The first-token clock for the 49 k request is 21× the model's prediction. This is not a small mis-tuning — it's a structurally different model.
Result 4 — four-way comparison
The full table:
| metric | unified (plain) | unified_nixl_both | unified_kv_both (Mooncake) | unified_v2 (relaxed) |
|---|---|---|---|---|
| n_ok | 1214 | 1214 | 1214 | 1214 |
| TTFT p50 | 0.50 s | 0.51 s | 0.50 s | 0.49 s |
| TTFT p90 | 7.35 s | 10.13 s | 10.67 s | 10.98 s |
| TTFT p99 | 42.34 s | 44.58 s | 45.19 s | 49.45 s |
| TPOT p90 | 17.1 ms | 19.8 ms | 21.3 ms | 18.4 ms |
| E2E p90 | 18.03 s | 21.18 s | 22.89 s | 22.53 s |
| APC | 79.4% | 79.1% | 78.3% | 77.6% |
| interference index | n/a | 5.58 | 8.57 | 8.46 |
| hotspot index | 3.667 | 3.674 | 4.363 | 3.910 |
| n_slow | 189 | 192 | 198 | 198 |
v2 vs the kv_both control (the right comparison)
Compared to the kv_both control — same substrate, no PD-sep — the 5 PD-sep triggers in v2:
- slightly improve TPOT p90 (−14%) and hotspot (−10%)
- slightly worsen TTFT p90 (+3%) and TTFT p99 (+9%), because the triggered requests themselves take ~20× the predicted transfer time
The net effect against the kv_both control is in the noise. The hotspot improvement is within the run-to-run stochastic range we saw earlier (v2 strict run scored 2.733 hotspot under the same substrate; v2 relaxed scored 3.910).
v2 vs plain unified (the headline question)
unified_v2 is 27% slower on E2E p90 and 49% slower on TTFT
p90 than plain unified. The 45 pp of TTFT p90 inflation is from
kv_both substrate, not the routing decision; nothing PD-sep does can
recover this in our current Mooncake implementation.

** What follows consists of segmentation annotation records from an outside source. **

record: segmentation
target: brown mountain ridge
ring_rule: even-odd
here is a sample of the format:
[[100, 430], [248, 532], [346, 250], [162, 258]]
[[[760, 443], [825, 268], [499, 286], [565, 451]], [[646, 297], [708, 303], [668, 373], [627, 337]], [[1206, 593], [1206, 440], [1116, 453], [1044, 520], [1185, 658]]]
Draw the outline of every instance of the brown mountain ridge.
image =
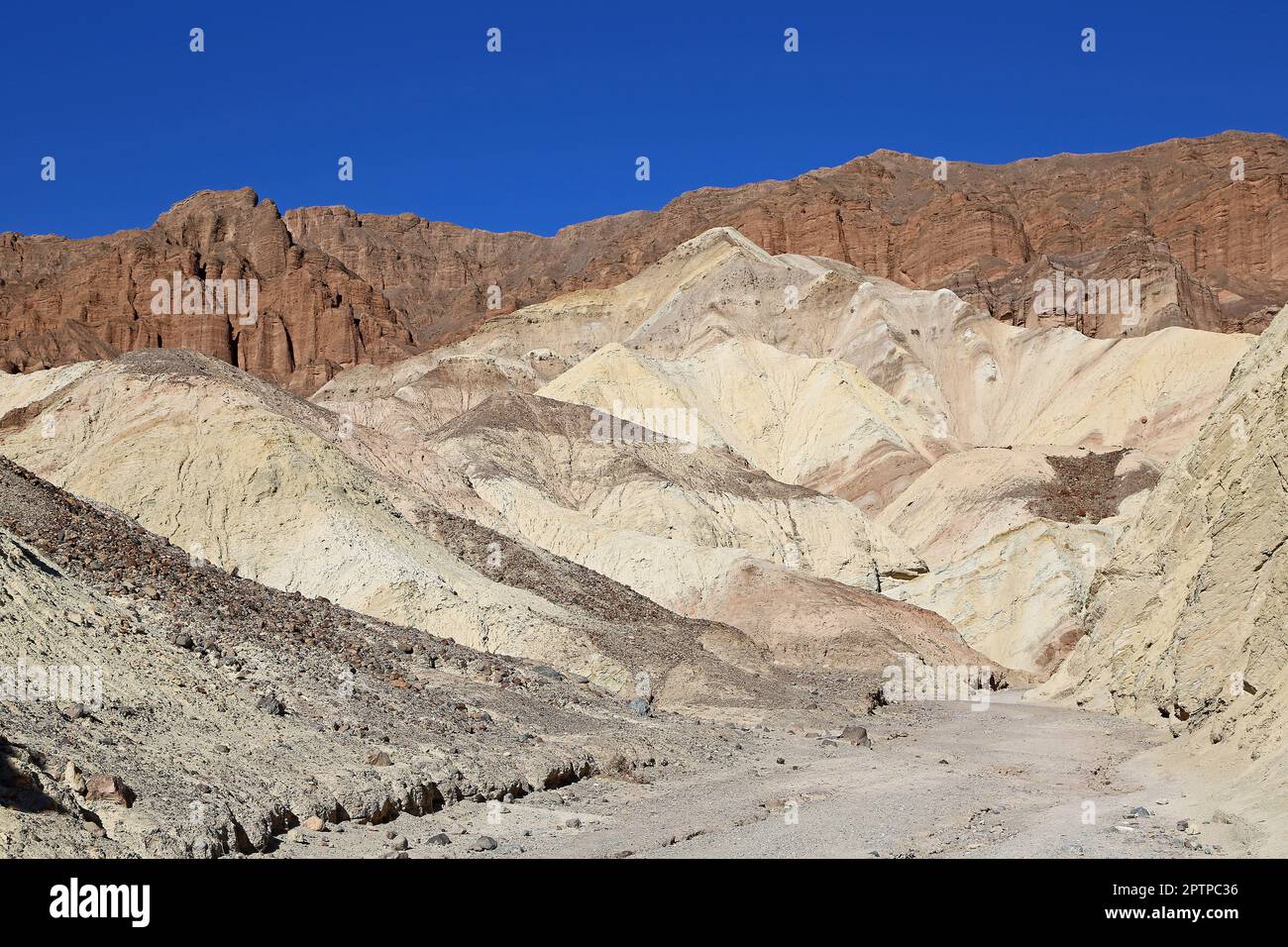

Why v2's PD-sep is fundamentally choked
There are three independent structural problems, each by itself enough to make v2 not win:
-
The kv_both substrate is the wrong default. It pays a 45% TTFT p90 tax on every request. To make selective PD-sep beat plain
unified, the saved interference per triggered request times the trigger rate must exceed 45% × average TTFT, on average. With 0.41% trigger rate, even saving 100% of TTFT per triggered request would only save ~0.4%, which can't recover 45%. -
Agentic intra-session reuse leaves no headroom for migration. Most turns hit cache on the worker that handled the previous turn. Migrating prefill to a different worker is the exact thing intra-session affinity tries to avoid: it forces the new worker to pay for the cached prefix transfer instead of just reusing what's already on the affinity worker. This is a structural mismatch between PD-sep semantics ("send big prefills to a less-busy worker") and agentic workloads ("keep sessions sticky to wherever the cache is").
-
The Mooncake mechanism is 10–20× slower than the cost model predicts, primarily due to D-side pre-allocation of KV blocks and the absence of layerwise pipelining (E2 audit §6.1 / §6.3). The cost model can be re-calibrated, but doing so would push the gate even tighter, dropping the already-tiny trigger rate to nearly zero.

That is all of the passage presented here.